In Figure 17 and Figure 18 the graph of q-BFGS and BFGS method does not converge to 1 as the methods fail to minimize two problems for each as given in Table 8 and Table 9.

6. Conclusions and Future Directions

We have given a new q-quasi-Newton equation and proposed a modified q-BFGS method for unconstrained minimization based on this new q-quasi-Newton equation. The method converges globally with a q-gradient-based Armijo–Wolfe line search.

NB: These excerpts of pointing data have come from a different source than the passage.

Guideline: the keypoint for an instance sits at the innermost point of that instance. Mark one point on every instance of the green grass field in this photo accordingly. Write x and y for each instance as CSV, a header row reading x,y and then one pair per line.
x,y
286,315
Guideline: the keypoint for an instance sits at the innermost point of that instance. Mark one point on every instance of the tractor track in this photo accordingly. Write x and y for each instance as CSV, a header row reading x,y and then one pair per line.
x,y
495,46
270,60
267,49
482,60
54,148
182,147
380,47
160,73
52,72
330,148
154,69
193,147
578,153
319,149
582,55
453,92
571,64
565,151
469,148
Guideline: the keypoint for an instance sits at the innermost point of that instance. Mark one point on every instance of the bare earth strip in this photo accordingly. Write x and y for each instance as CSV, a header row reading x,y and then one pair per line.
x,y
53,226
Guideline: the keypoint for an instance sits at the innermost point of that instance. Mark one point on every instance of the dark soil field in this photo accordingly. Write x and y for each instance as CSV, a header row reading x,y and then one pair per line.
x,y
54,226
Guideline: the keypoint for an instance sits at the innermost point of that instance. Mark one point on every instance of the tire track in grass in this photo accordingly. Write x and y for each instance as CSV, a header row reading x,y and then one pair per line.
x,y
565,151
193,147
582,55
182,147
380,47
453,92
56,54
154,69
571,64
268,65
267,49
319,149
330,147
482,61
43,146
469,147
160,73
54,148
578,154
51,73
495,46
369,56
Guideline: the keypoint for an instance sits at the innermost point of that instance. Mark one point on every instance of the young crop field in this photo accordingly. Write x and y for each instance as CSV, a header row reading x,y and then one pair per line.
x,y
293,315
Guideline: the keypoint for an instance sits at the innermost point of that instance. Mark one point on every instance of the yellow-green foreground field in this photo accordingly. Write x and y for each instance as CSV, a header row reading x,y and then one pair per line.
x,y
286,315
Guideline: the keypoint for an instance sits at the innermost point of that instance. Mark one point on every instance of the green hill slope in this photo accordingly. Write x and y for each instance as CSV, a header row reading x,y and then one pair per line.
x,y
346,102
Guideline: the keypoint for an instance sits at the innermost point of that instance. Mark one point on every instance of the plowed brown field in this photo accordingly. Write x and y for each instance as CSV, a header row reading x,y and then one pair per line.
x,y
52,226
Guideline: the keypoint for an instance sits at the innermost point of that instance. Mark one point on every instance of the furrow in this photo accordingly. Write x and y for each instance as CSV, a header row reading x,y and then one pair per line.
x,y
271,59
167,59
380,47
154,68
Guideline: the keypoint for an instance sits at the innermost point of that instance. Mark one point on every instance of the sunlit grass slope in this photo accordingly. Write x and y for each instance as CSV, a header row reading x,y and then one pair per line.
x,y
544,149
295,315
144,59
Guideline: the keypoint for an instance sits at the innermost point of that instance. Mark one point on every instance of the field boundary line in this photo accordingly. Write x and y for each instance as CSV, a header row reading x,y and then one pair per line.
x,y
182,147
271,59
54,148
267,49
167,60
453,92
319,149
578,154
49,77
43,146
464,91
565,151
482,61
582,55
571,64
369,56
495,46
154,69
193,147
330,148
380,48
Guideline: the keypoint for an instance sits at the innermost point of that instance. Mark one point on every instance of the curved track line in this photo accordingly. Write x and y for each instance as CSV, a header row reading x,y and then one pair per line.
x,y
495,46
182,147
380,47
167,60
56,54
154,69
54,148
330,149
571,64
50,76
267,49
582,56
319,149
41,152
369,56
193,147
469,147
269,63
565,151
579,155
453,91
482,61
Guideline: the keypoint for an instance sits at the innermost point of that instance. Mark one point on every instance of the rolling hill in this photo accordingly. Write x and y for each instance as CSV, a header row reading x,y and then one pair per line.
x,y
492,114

The q-gradient allows the search direction to be taken from a diverse set of directions and takes large steps to converge. From the performance results and plotting points for the multimodal functions, it could be seen that the q-descent direction and q-gradient-based line search have a mechanism to escape from many local minima and move towards the global minimum. The first order q-differentiability of the function is sufficient to prove the global convergence of the proposed method. The convergence and numerical results show that the algorithm given in this paper is very successful. However, many other q-quasi-Newton methods still need to be studied using the q-derivative.